Un día me contó que aprendió a chuntaquearle a una vecina las cuajadas que dejaba colgando cuando pasaba por Viracachá.

Chuntaquear no existe en el diccionario como lo usaba.

Chuntaquear era, para él, bajar con una vara la comida de los zarzos.

Se metía de noche en las fincas y, después de limpiar despensas, se cargaba par gallinas, no sin antes chuntaquear lo que dejaran en los colgaderos de madera.

Sus manos de fique, ásperas de costumbres y máquinas,

el parentesco de sus dedos con la lluvia —siete grados más abajo de lo normal, hechas para espantar fiebres y delirios—, dejaron, hace años, de enfriarme los cabellos, los churcos, como les decía.

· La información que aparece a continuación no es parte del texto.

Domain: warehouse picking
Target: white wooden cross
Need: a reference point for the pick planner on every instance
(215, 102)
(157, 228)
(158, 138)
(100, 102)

Con su muerte se fue Chuntaquear, también se fueron las palabras Sute, Chirlobirlo y el jugo horrible de Chumbimba. Ahora se dice niño, pájaro y nadie, menos mal, prepara jugo de arveja.

 

La poeta Lina Alonso
La poeta Lina Alonso

 

Coyoacán 2022

 

Ayer me preguntaron por los escritores de mi país,

les dije que están publicando sus libros,

ganando sus becas,

terminando sus tesis,

arreglando su sonrisa,

mejorando su dieta,

yendo a terapia.

Siempre están gestionando, tramitando, vinculando

sus afectos como si fueran corporaciones bancarias

—con mi furia me basta y camino feliz a la

obsolescencia con ella—.

Están a la altura de las circunstancias

y yo en la bajeza de un viernes entre las cobijas,

con mis dientes cepillados y listos para apretarlos

dormida.

No tengo mucho y cuando tengo lo regalo, todas

mis amigas tienen mi ropa, a una le dejé

mi casa, a otra mi gato, y a todas mi corazón ya

usado,

que es a veces como un miquito trepando un árbol

de guayaba del que a veces se resbala.

Dos trotskistas me recibieron en su piso,

los dos tiemblan mucho,

así que les ayudo a armar los baretos.

Me dicen Chamaca

y me siento como si fuera la perra.

Veeeeeen, chamaca

¡Chamaca, no! No metas las narices en la basura.

No me molesta la idea de ser una perra,

más me molesta la idea de que una perra se levante

un día siendo humana,

pobre criatura.

Me siento con mi elote en un andén y pienso en

Hunza, en el peto, la mazamorra del Claret

y no siento nostalgia, siento llenura.

Si todos somos hijos del maíz es la respuesta que

no busco pero que me encuentro en la tusa.

Igual, puede ser que a esta hora una ballena esté

desayunando en su casa un tazón de

cereal mientras mira un documental sobre mi vida

y, con ese consuelo, retaco el pasaje del bus que me

lleva ni puta idea a dónde

porque no conozco esta ciudad.

 

 

 

La abuela Rosa

 

Chusmera, cachiporra, roja y lenguilarga,

india yerbatera, sibila y mirla,

de ella este no agachar el cuello,

este abrir a cabezazos las puertas de la percepción,

para que las bestias duerman en mi patio.

De ella el anhelo de ser prado donde la luz madura.

Por ella esta determinación

de que algún día un samán sea mi patria.

 

 

 

 

 

*(Colombia, 1994). Escritora y guitarrista. Ha publicado en poesía Las devastaciones (2024) editado por Matera Libros.